In my experience that's not really how it works. Linear resolution might be a fine tool for measuring the sharpmness of lenses but for photographing small subjects with big lenses it's about subject area and pixels on subject.
An 8x10 is 4 times the size of a 4x5 despite only having twice as many pixels in any given dimension. Using your method of selectively measuring only one dimension a person might say an 8x10 is only twice the size of a 4x5 despite the fact that it uses 4x the amount of paper.
A 1.4x tele doubles the size of your subject which is why it needs twice as much light as the bare lens. A 2x quadruples the size of your subject which is why it needs 4 times as much light.
edit: IMO if Canon is going to stop supporting APSC sports bodies they really need a comparable 600mm zoom. 400mm is a great focal length for photographing wildlife on a 7D Mark or with a 5DS/R high body that can tolerate significant croping but it's generally just to short for full frame. The full frame market really needs an affordable 600mm.
We might be talking at cross purposes here. Agreed that doubling the focal length will give you 4x more pixels on target and you can blow up to a larger size, 2x the height and width by doing so. With film you increase the size of a print with an enlarger, but how far you can usefully enlarge is limited by the resolution of the negative. With digital, you can increase the number of pixels 2-4x by using Photoshop if the resolution of the digital image is good enough, and a blown up image from a sharper can be better than one from a longer less sharp lens. It is important to understand what resolution is and how it is limited. What is crucial to me is the amount of detail you can see, and that is determined by resolution.

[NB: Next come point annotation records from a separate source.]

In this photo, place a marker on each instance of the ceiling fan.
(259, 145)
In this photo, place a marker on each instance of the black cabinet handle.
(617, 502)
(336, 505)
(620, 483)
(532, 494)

"Resolution depends on the distance between two distinguishable radiating points..........The resolution of a system is based on the minimum distance r at which the points can be distinguished as individuals."
https://en.wikipedia.org/wiki/Optical_resolution
That is, resolution is a linear measure, based on lateral separation, not one based on area. For a digital camera, three of the factors limiting resolution are the pixel density of the sensor, and the focal length and aperture of the lens.
When the lens outresolves the sensor, resolution scales as the square root of the number of pixels on the image provided by the sensor: double the number of pixels and you do increase resolution but by a factor of 1.414, and not by 2. (It's the Nyquist frequency of the sensor that limits resolution.)
If the sensor outresolves the lens, then increasing the pixel density and putting more pixels on the image will have little effect on resolution but increasing the resolving power of the lens will increase resolution. If the lens is optically good and is not limited by diffraction, lateral resolution increases linearly with the focal length of the lens: double the focal length and you do put 4x more pixels on the image but you increase resolution only by a factor of 2.
The current state of technology is that diffraction is often a limiting factor, and the aperture of the lens can be crucial. If you are above the diffraction limited aperture (higher f-number) then doubling the focal length of the lens without increasing the diameter of the front element (entrance pupil) will quadruple the number of pixels on the image but have hardly any increase in resolution. This is actually the case when you put a 2xTC on an f/6.3 lens on a crop camera or on a high resolution FF like a 5DSR, Nikon D850, a Sony 7RIII or even a 5DIV or R. You put 4x the number of pixels on the image but they are all twice as fuzzy, and you would do just as well by increasing the number of pixels using Photoshop.
I do in fact have a very good Sigma 150-600mm f/6.3 lens for my Canons, and would prefer Canon bring out small, lightweight, high quality primes like Nikon does, rather than another 200-600mm zoom. I am not alone in that desire.